Following a meeting with the FDA in August 2015, Esperion said that a cardiovascular outcomes trial (“CVOT”) did not need to be completed to secure FDA approval of a new drug the Company had developed to reduce cholesterol levels. Instead, according to Esperion, the drug could be approved by showing its impact on cholesterol levels. In September 2015, the Company issued a press release stating that the FDA “encouraged the Company to initiate” a CVOT and that the results of the CVOT may factor into the FDA’s approval of the drug. The Company stock price fell following the announcement, and plaintiffs filed suit.
The Court dismissed the complaint because, among other things, plaintiffs failed to adequately plead facts giving rise to a strong inference of scienter. In particular, there were no allegations suggesting defendants knew they were mistaken about the need for a CVOT at the time defendants suggested otherwise or that they understood the FDA’s comments at the August 2015 meeting differently from what was disclosed. The Court credited defendants’ argument that their statements were based on prior experience with the FDA, and that the FDA’s encouragement of a CVOT was unprecedented and unforeseeable.
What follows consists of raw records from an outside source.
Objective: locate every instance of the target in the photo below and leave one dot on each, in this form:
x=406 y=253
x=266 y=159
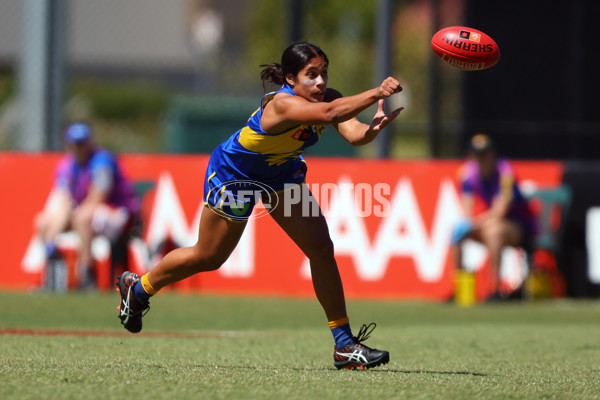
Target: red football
x=465 y=48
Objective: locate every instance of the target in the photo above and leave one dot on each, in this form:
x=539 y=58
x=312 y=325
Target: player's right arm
x=286 y=111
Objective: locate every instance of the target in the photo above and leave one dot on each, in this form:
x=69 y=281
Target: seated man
x=90 y=196
x=503 y=217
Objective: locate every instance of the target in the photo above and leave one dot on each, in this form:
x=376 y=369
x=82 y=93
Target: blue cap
x=77 y=132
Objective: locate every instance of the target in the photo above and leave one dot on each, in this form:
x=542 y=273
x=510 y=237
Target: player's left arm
x=358 y=133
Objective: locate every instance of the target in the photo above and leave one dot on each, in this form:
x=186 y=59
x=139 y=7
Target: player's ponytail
x=272 y=72
x=293 y=59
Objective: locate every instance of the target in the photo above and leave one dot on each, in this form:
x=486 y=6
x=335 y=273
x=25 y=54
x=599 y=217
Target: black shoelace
x=364 y=333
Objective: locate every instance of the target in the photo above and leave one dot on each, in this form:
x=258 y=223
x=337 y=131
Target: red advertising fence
x=390 y=221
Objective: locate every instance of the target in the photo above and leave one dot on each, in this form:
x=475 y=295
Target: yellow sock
x=339 y=322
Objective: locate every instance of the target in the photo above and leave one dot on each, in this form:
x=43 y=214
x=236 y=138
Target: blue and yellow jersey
x=272 y=158
x=251 y=154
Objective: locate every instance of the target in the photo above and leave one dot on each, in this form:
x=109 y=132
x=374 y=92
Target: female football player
x=268 y=150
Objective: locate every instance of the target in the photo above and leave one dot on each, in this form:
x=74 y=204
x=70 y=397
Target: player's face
x=311 y=81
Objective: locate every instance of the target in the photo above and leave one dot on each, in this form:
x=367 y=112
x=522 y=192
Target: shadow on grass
x=324 y=369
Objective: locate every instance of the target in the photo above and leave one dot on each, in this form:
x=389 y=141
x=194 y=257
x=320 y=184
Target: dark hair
x=293 y=59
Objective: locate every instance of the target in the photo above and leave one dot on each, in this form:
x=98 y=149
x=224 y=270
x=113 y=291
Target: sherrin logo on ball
x=465 y=48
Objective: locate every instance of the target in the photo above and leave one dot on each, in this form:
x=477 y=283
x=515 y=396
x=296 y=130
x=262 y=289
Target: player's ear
x=290 y=79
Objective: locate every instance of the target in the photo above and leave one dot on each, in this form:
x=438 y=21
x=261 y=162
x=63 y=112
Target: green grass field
x=203 y=347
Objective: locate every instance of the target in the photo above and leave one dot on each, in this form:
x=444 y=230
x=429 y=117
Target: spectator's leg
x=82 y=224
x=495 y=235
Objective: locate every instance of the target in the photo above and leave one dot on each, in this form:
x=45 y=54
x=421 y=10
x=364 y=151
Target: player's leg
x=217 y=238
x=311 y=234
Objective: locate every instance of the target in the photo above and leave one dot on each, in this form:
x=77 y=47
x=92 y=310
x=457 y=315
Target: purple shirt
x=486 y=190
x=101 y=170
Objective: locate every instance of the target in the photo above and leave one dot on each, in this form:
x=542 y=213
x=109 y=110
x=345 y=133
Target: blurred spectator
x=495 y=212
x=91 y=196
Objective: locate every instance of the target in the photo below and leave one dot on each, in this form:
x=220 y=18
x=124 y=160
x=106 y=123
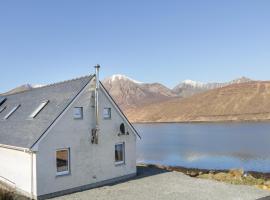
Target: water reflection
x=209 y=146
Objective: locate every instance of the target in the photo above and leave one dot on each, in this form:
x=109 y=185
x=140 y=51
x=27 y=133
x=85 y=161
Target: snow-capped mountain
x=131 y=93
x=119 y=77
x=23 y=88
x=189 y=87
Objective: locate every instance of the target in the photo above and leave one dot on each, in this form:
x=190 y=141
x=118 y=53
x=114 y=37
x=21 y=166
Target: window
x=120 y=153
x=2 y=100
x=107 y=114
x=39 y=108
x=78 y=113
x=62 y=162
x=2 y=109
x=12 y=111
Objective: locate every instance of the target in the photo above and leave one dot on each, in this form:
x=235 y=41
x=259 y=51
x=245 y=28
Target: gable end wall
x=90 y=163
Accordingly, the Court held plaintiffs’ allegations did not give rise to a strong inference of scienter, particularly because the non-culpable inferences were stronger. The Court also held that there were not sufficient red flags alleged that might support an inference defendants had acted recklessly.
The Court also held that the August 2015 statements were protected by the safe harbor provision of the PSLRA that shields defendants from liability for forward-looking statements. According to the Court, the statements regarding FDA approval and the need to conduct a CVOT were forward-looking and accompanied with sufficient cautionary language, including that the FDA approval process was “inherently dynamic” and that the FDA “may delay, limit or deny approval . . . for many reasons, including, among others . . . [a requirement] that we conduct additional studies, such as a cardiovascular outcomes study.”